Operations in general

In bmmltools operations are the collective name of all the transformations that one can apply to some input dataset to produce some other dataset stored in the same trace of the input. They have all the same structure, which is discussed here, while the details about the specific operations can be found in the “Operations” section of the side-menu’.

Initialization

Operations are always initialized passing to them a trace object. This is the trace object on which they acts, i.e. from which they take the input dataset and save the operation result. For some operation one needs to specify additional information, like python function or classes having a specific structure.

As example consider the code below.

# ...
from bmmltools.operations.featore import Binarizer

# ...
trace = ...  # this is some trace object
# ...

binariezer = Binarizer(trace)

Setting inputs and outputs

Right after initialization typically one has to specify the inputs and or the outputs of the operation. In particular, one has to specify the names of the dataset in the trace used as input, and (possibly) the name(s) given to the dataset(s) created in the trace hdf5 file where the operation results are saved. When just one input or output is required one may simply specify the name in a string, while when there are more a list of string need to be used. Every operation has 3 methods to deal with these setting:

method i, to specify the inputs;
method o, to specify the outputs;
methods io, to specify at the same time both the inputs (in the first argument) and outputs (in the second argument).

It is not necessary to call the methods every time a new operation is initialized. If the output is not specified, every operation has a default name for the output (i.e. the output is always already specified). Clearly the input method i is needed for all the operations one want to “apply” (see below), but is not needed when one want just “read” the output dataset. It is important to know that these methods returns the operation class itself. In reference to the example above, the specification of the inputs and outputs can be done with the line of code below

#...
binarizer.io('input_dataset','binarized_dataset')

Note

The previous line of code is equivalent to

#...
binarizer.i('input_dataset').o('binarized_dataset')

Apply the operation

Every operation has an apply methods, which execute the operation on the inputs when is called. the results Operations typically depends on parameters. All the parameters need to be specified as argument of the apply method. Differently to the other two situations above, this method does not return the class itself but the list of the outputs. The example below show how to use it, continuing the example above

#...
x = binarizer.apply(threshold=0.2)

print(type(x))
print(x)

Sometime during the application of the operation certain files are produced. These files are saved in the trace reading folder of the trace, creating a folder having the name `` [OPERATION NAME]_X`` where X is a number counting the number of operations applied on that trace since the input layer.

Note

Each operation has an attribute called pt, where one can find a dictionary containing all the parameters given to the apply method. These parameters are stored in the trace json file.

Read operation results

The final result of the application of the operation is stored in the hdf5 file of the trace. Despite the user is free to open this file with traditional methods and take the operation result, each operation is equipped with a read methods whose goal is to make the operation output “more readable” to the user. When read is called, a folder having the name `` [OPERATION NAME]_X`` (X is a number counting the number of operations applied on that trace since the input layer) is created in the reading folder of the trace: in this folder all the outputs of the operation are saved in a suitable format. This method return None.

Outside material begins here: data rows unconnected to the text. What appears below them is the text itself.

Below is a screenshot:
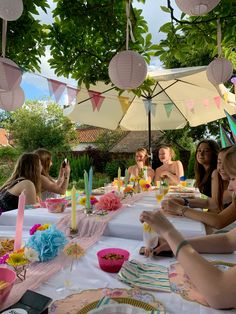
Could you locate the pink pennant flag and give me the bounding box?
[203,99,209,108]
[67,86,79,105]
[214,96,221,109]
[47,79,66,103]
[186,100,194,111]
[88,90,105,111]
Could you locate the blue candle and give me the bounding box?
[84,170,90,208]
[89,167,93,195]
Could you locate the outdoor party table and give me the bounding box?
[0,191,206,240]
[0,230,236,314]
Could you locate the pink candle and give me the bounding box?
[14,191,25,251]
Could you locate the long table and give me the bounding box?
[0,192,206,240]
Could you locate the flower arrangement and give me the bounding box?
[26,224,67,262]
[95,192,122,211]
[0,247,39,281]
[79,195,98,206]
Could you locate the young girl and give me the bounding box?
[128,148,154,182]
[162,148,233,233]
[194,140,219,197]
[154,145,184,185]
[0,153,41,212]
[35,148,70,200]
[140,145,236,309]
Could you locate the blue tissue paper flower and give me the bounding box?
[26,225,68,262]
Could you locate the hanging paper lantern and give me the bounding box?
[175,0,220,16]
[108,50,147,89]
[0,0,23,21]
[206,58,233,85]
[0,58,22,92]
[0,87,25,111]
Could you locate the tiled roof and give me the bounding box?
[76,127,104,143]
[110,131,161,153]
[0,128,10,146]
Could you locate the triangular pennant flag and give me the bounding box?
[186,100,194,112]
[220,125,234,148]
[67,86,79,105]
[88,90,105,111]
[224,110,236,143]
[47,79,66,103]
[118,96,130,115]
[143,99,156,116]
[164,102,174,118]
[214,96,221,109]
[203,99,209,108]
[223,93,228,104]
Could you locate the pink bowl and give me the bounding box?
[45,197,68,213]
[97,248,129,273]
[0,267,16,304]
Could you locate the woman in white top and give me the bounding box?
[154,145,184,185]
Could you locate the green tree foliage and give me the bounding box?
[0,0,49,71]
[5,101,75,151]
[48,0,156,86]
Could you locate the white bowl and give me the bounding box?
[88,304,147,314]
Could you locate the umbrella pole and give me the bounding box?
[148,110,153,166]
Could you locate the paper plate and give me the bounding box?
[77,298,157,314]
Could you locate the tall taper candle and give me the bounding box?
[89,167,93,195]
[84,170,91,209]
[14,191,25,251]
[71,185,77,231]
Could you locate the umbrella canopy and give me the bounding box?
[64,67,236,153]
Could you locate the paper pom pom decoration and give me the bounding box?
[26,225,68,262]
[0,58,22,92]
[0,87,25,111]
[175,0,220,16]
[108,50,147,89]
[95,192,122,210]
[0,0,23,21]
[206,58,233,85]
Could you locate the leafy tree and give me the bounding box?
[5,101,75,151]
[0,0,49,71]
[48,0,156,86]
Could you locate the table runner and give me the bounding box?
[0,193,144,310]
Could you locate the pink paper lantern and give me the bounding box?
[108,50,147,89]
[175,0,220,16]
[206,58,233,85]
[0,87,25,111]
[0,0,23,21]
[0,58,22,92]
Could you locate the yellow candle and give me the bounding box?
[71,186,77,230]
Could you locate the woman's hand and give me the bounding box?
[140,211,174,238]
[161,199,184,216]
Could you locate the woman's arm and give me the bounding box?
[140,211,236,309]
[162,199,236,229]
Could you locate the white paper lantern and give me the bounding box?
[0,0,23,21]
[0,87,25,111]
[0,58,22,92]
[175,0,220,16]
[206,58,233,85]
[108,50,147,89]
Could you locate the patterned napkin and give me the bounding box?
[118,260,171,292]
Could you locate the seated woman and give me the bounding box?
[194,140,219,197]
[154,145,184,185]
[128,148,154,182]
[0,153,41,212]
[35,148,70,200]
[162,148,236,233]
[140,146,236,309]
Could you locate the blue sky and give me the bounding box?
[21,0,180,103]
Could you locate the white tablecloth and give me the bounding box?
[0,192,205,240]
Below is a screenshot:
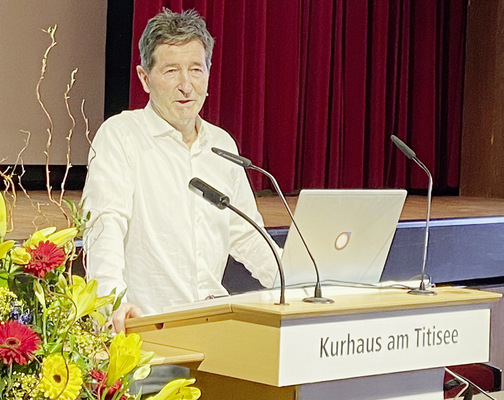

It is important to observe that one do not need to use exactly the same operation used to produce the output dataset (despite the class has to be the same). this should be clarified in the continuation of the previous example which can be found below

#...
binarizer2 = Binarizer(trace).o('binarized_dataset') # note that this is a new Binarizer object
                                                     # which is used to read the result of 'binarizer'.
binarizer2.read()

Example of operation usage

The code below is a realistic example of how one should use operations (together Trace and Data objects). In particular the Input (see input operation page) and PatchTransform3D (see patch transform operation page)

import numpy as np
from bmmltools.core.data import Data
from bmmltools.core.tracer import Trace
from bmmltools.operations.feature import PatchTransform3d


# input data
data = Data()
data.new(working_folder=r'SOME PATH')
data.from_array(np.arange(0,27).reshape((3,3,3)),'INPUT DATASET NAME')

# initialize the trace
trace = Trace()
trace.create(working_folder=r'SOME OTHER PATH',group_name='SOME GROUP NAME')

# some operation
x = Input(trace).i('INPUT DATASET NAME').apply(data)

f = lambda x: x**2+x+1                                 # function applied to a patch
x = PatchTransform3d(trace,f).io(x,'output_data').apply()

Attention

Alternatively the last 3 lines can be replaced with the two lines below

f = lambda x: x**2+x+1
PT3D = PatchTransform3d(trace,f).io(x,'output_data')
x = PT3D.apply()

The first version can be considered as a sort of “RAM-efficient” version of the code, since the operation class remains in RAM just the time necessary to execute the initialization, setting and the apply method. On the other hand this second approach can be better suited to have access to internal parameters of the operation which can be of some interest.